If backwards compat is so broken that it makes it a bad choice to
write the first implementations of perl6 in perl5 --- more
precisely, in the dialect and style that lies in the intersection of
the two languages --- then the gap is too big to hope for much
backwards compat, much salvaging of our accumulated work from CPAN.
Lose CPAN and we're just another competitor in a very populous
field. Perl defined that field, it'd be a shame for us to step to
the back of the line.

> > What sucks, that requires completely breaking any hope of
> > backwards compatibility to fix?
> First and foremost, the proverb that "nothing can parse Perl
> except perl" must be rendered null and void.

Why? If you want easy-to-parse, there are a lot of languages out
there for that. The winner and champion has of course to be scheme
or one of the other lispoids, but there are plenty of more
conventional-looking choices as well.

However, as far as I know, the very essential nature of
perl that distinguishes it from all other languages,
its basis in allowing diverse expressions of various
natural-language-inspired idioms, is not compatible with
easy-to-parse-with-table-driven-BNF-defined-parser. Failing to be
a trivial yacc hack doesn't necessarily qualify as a problem that
requires fixing. If it _did_ require fixing, then the next question
would be, why not just jump ship and join the Ruby camp. That's the
cleanest, handsomest effort I've seen to render a language that
works like Perl on a more classical CS foundation.

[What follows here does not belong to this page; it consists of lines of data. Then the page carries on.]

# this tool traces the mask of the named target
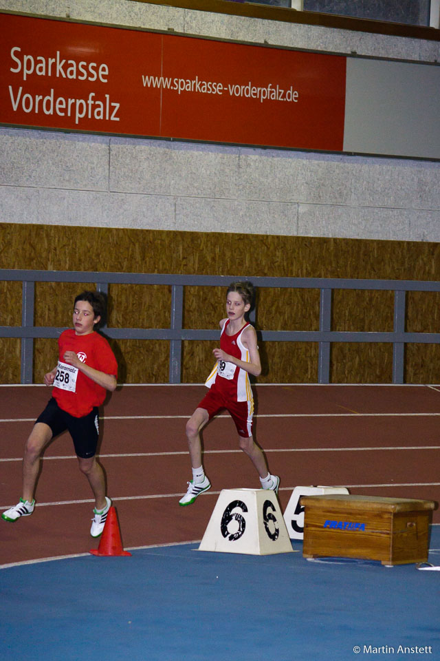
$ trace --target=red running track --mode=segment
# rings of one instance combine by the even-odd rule
[[[124,386],[103,410],[100,461],[116,507],[124,547],[199,540],[221,489],[258,487],[238,450],[228,416],[203,432],[212,490],[192,505],[178,501],[191,477],[186,420],[203,386]],[[33,421],[45,406],[44,386],[0,386],[0,509],[21,495],[21,457]],[[352,494],[438,501],[440,387],[261,385],[256,439],[281,478],[284,509],[296,485],[348,487]],[[0,521],[0,565],[87,552],[93,499],[68,434],[41,463],[32,516]],[[440,513],[434,514],[440,523]]]

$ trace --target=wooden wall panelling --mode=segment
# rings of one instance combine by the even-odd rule
[[[440,244],[424,242],[3,223],[0,224],[0,245],[1,266],[12,269],[230,274],[250,280],[258,275],[270,275],[440,280]],[[45,323],[44,319],[50,315],[45,306],[50,304],[53,320],[47,325],[69,325],[71,312],[65,320],[63,302],[65,298],[67,307],[72,304],[73,288],[76,293],[75,286],[72,289],[64,289],[56,285],[52,290],[50,286],[40,288],[38,286],[37,322]],[[51,293],[47,293],[50,291]],[[109,295],[111,325],[142,327],[144,324],[144,327],[157,328],[166,325],[165,321],[169,318],[168,288],[160,291],[151,288],[147,293],[143,288],[129,290],[125,286],[112,285]],[[20,307],[21,295],[18,289],[13,294],[14,309]],[[224,314],[223,296],[220,291],[215,293],[209,288],[201,296],[199,288],[186,288],[185,327],[215,328]],[[258,293],[257,328],[316,329],[317,296],[317,291],[308,290],[262,290]],[[438,330],[438,297],[430,296],[408,295],[407,330]],[[67,300],[70,299],[67,304]],[[392,294],[335,292],[333,303],[333,330],[392,328]],[[16,314],[14,313],[14,315]],[[129,320],[130,323],[126,323]],[[421,324],[423,328],[419,328]],[[316,380],[316,343],[263,344],[267,345],[261,347],[265,373],[258,380]],[[206,348],[209,344],[184,343],[184,381],[204,380],[206,365],[210,366],[211,362],[212,348]],[[168,342],[164,342],[160,348],[160,343],[146,344],[145,351],[141,350],[138,341],[121,341],[119,346],[129,382],[135,382],[137,379],[152,382],[168,380]],[[435,349],[432,345],[408,348],[408,379],[416,378],[417,382],[440,380],[440,357]],[[139,361],[140,355],[144,354],[151,355],[154,369],[149,364],[143,365]],[[12,375],[19,373],[19,365],[17,373],[17,366],[13,364],[17,359],[15,355],[12,351],[2,359],[4,373],[10,375],[11,378]],[[47,355],[44,343],[36,342],[36,370],[43,367]],[[419,359],[419,355],[429,357],[429,360]],[[381,347],[379,344],[340,343],[333,347],[331,356],[331,373],[336,382],[380,383],[391,379],[390,345]],[[39,373],[38,382],[41,382]]]

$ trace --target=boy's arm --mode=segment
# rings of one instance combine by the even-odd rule
[[[217,360],[226,360],[228,363],[236,365],[254,377],[258,377],[261,374],[261,363],[258,348],[256,344],[256,333],[254,326],[248,326],[243,332],[242,337],[243,344],[249,350],[250,362],[247,363],[244,360],[235,358],[225,351],[222,351],[221,349],[214,349],[212,353]]]
[[[54,381],[55,380],[55,375],[56,374],[56,367],[54,367],[51,372],[47,372],[47,374],[44,375],[44,384],[45,386],[53,386]]]
[[[100,372],[99,370],[96,370],[94,368],[90,367],[89,365],[82,363],[74,351],[66,351],[63,358],[66,363],[78,368],[82,374],[85,374],[86,377],[89,377],[96,384],[104,388],[107,390],[113,392],[116,389],[117,381],[114,375]]]

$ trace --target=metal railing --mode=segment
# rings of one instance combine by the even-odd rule
[[[118,273],[82,271],[46,271],[0,269],[0,281],[22,282],[21,326],[0,326],[0,337],[21,339],[22,384],[32,382],[33,342],[37,337],[56,338],[64,328],[34,326],[36,282],[95,282],[98,291],[108,291],[109,284],[161,284],[171,286],[170,323],[168,328],[104,328],[105,334],[115,339],[166,339],[170,342],[169,383],[181,379],[183,340],[212,340],[218,330],[182,328],[184,288],[191,286],[227,287],[234,280],[245,277],[232,275],[180,275],[157,273]],[[407,291],[440,291],[440,282],[416,280],[375,280],[322,277],[266,277],[245,276],[258,288],[276,287],[320,290],[318,330],[258,330],[263,341],[318,342],[319,344],[318,382],[329,383],[331,342],[388,342],[393,344],[393,383],[403,384],[405,344],[408,342],[440,344],[440,333],[407,333],[405,330]],[[394,291],[394,326],[392,331],[331,330],[332,291],[335,289],[363,289]],[[255,321],[254,311],[250,315]]]

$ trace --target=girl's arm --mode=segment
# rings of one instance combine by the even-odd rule
[[[249,374],[258,377],[261,374],[261,363],[260,361],[260,354],[256,344],[256,333],[253,326],[248,326],[244,330],[243,335],[243,344],[249,350],[250,362],[247,363],[244,360],[240,360],[234,356],[226,353],[221,349],[214,349],[212,353],[217,360],[226,360],[228,363],[232,363],[238,367],[241,368]]]
[[[106,390],[113,392],[116,389],[116,377],[113,374],[106,374],[105,372],[100,372],[85,363],[82,363],[74,351],[66,351],[63,357],[66,363],[77,367],[78,369],[89,377],[92,381],[94,381],[98,386],[104,388]]]

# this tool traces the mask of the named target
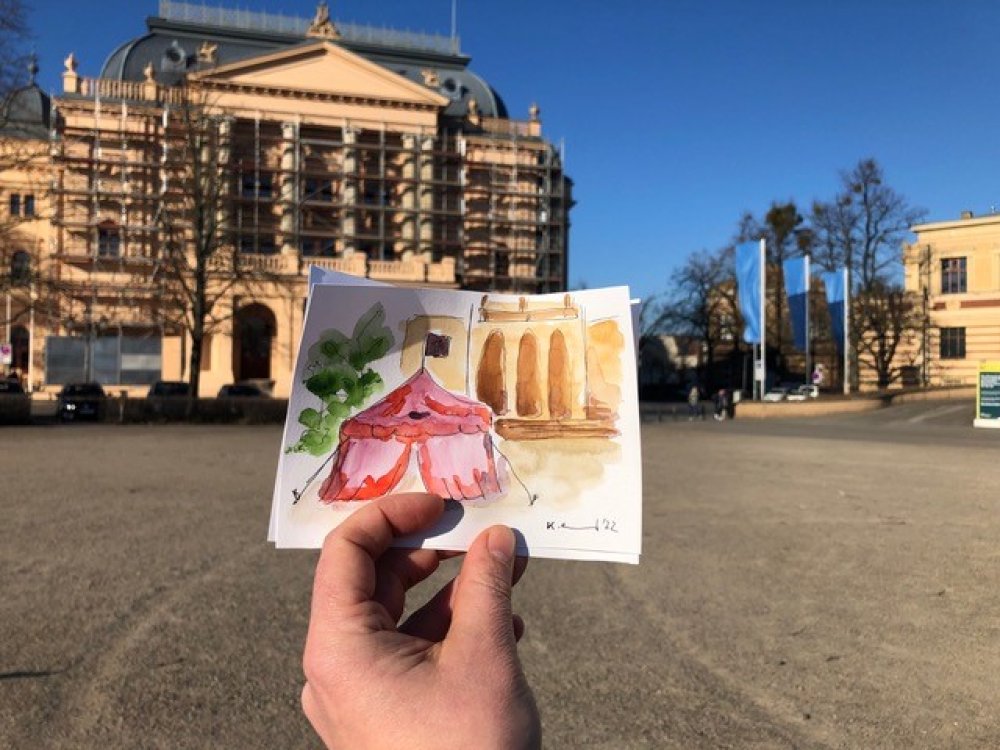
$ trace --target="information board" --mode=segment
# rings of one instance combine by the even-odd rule
[[[979,365],[976,381],[976,427],[1000,428],[1000,361]]]

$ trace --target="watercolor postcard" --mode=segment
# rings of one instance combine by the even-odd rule
[[[624,287],[553,295],[311,287],[269,538],[319,547],[383,495],[448,500],[403,546],[488,526],[536,557],[638,562],[642,479]]]

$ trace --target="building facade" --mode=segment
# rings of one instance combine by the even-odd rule
[[[922,301],[918,372],[926,385],[974,385],[979,363],[1000,358],[1000,215],[963,213],[912,228],[906,289]]]
[[[299,19],[161,0],[147,24],[95,77],[70,55],[62,93],[29,85],[4,123],[33,144],[0,171],[8,339],[30,329],[13,364],[33,387],[188,379],[201,339],[202,395],[287,395],[311,264],[565,289],[560,149],[456,39],[337,24],[325,3]]]

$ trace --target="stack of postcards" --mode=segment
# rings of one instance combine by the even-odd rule
[[[642,474],[626,287],[517,295],[404,289],[313,268],[268,539],[320,547],[366,502],[431,492],[401,546],[637,563]]]

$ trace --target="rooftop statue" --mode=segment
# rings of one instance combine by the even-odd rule
[[[321,1],[316,6],[316,15],[313,17],[312,23],[309,24],[306,36],[319,37],[320,39],[340,38],[340,32],[337,31],[337,27],[330,20],[330,9],[325,2]]]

> This, I presume, would entail changes to the grammar that would
> likely have the effect of breaking bw-compat.

Well, if it made it a better language to program in, then at least
I'd be interesting in hearing more about what you have in mind, but
I've yet to hear someone offer an approach to making a toy parser,
the kind that computer science researchers love, parse a language
that offers the comfortable expressiveness that distinguishes perl.